6 de janeiro de 2009

Folheando uns poemas antigos
com palavras semeadas
desconjuntadas
como ervas meio rapadas
Arrepio-me
e sinto o frio da estação
o corpo submerso
num mar que não se vê
que ninguém sabe ver
Encolho os ombros
e enquanto os jardins hibernam
e os pássaros migram
instala-se progressivamente o inverno da memória.

Eric Sevlak, Time after Time

À meia-noite em ponto o trem de aterragem do vôo RY 2354 proveniente de Barcelona tocou suavemente o novo asfalto da pista do aeroporto de Sevilha, como se o piloto tivesse tido o máximo cuidado para não perturbar o sono de alguns dos passageiros que dormitavam na penumbra da cabine. Quando a porta exterior se abriu, o cheiro da humidade da terra da planície andaluza penetrou no habitáculo, estimulando os sentidos de Consuelo.




Enquanto aguardava que Richard recuperasse as bagagens de ambos, Consuelo olhou distraidamente em volta, evitando pensar nas luzes fluorescentes e amareladas da zona de chegadas.

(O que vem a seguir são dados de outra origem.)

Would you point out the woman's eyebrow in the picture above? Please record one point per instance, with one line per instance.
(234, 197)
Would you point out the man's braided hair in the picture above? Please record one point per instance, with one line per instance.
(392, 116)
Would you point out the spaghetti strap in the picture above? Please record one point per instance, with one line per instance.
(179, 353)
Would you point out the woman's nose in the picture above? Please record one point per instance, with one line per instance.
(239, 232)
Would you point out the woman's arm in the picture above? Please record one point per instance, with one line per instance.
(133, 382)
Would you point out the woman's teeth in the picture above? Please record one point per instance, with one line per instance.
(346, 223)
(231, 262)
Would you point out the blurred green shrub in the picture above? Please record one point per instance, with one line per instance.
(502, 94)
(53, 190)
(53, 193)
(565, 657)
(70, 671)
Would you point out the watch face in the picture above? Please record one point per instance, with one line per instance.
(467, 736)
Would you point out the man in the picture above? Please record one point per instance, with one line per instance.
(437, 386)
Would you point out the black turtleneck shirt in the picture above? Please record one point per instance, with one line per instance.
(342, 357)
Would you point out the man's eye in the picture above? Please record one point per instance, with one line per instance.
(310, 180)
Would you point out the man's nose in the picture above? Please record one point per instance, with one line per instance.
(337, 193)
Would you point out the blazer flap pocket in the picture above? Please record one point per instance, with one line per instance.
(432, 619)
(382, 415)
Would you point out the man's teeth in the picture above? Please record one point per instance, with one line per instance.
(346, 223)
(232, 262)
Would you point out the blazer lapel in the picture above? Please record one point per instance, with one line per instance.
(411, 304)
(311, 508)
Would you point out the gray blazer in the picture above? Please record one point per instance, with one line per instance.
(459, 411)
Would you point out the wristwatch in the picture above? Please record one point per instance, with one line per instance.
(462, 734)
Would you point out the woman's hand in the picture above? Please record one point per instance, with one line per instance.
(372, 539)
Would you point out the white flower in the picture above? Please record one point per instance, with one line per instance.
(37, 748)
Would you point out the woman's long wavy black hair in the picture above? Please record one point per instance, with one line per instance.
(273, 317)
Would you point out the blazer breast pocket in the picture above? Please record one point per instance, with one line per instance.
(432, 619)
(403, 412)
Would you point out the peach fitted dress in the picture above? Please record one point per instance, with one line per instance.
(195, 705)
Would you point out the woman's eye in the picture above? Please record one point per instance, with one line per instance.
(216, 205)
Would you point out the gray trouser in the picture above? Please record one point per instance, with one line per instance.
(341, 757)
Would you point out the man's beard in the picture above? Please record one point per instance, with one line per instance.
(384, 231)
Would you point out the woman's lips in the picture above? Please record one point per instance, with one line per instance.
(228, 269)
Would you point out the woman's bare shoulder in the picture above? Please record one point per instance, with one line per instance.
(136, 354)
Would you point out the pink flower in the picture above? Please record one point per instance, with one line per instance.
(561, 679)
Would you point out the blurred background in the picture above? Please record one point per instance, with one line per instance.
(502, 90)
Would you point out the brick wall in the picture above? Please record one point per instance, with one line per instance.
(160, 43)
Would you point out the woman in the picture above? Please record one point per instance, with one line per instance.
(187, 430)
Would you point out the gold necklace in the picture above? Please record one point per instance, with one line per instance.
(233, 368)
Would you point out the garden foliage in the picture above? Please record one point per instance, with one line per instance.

Percorreu devagar a nave e reparou num jornal esquecido num trolley de bagagens, relatando as últimas notícias do dia

"Polícia continua sem pistas quanto aos autores do atentado contra o prédio em Sevilha"

Na primeira página do jornal, uma fotografia de Javier Falcón de óculos escuros perscrutando pela enésima vez os escombros em frente a uma tenda de campanha instalada pela Protecção Civil, cujos membros trajavam de branco, protegidos por máscaras equipadas com filtros de ar. Consuelo levou instintivamente a mão ao bolso do casaco, de onde retirou o telefone, no qual digitou apressadamente um número, aguardando ansiosamente pela voz do interlocutor. Nesse preciso instante Richard chegou, chamando-a ao seu encontro, empurrando o carro com as malas de ambos. Consuelo desligou o telefone sem se certificar que a chamada tivesse sido atendida

- Estou preocupada, a ama não atende, importas-te de me deixar em casa, Richard? Desculpa...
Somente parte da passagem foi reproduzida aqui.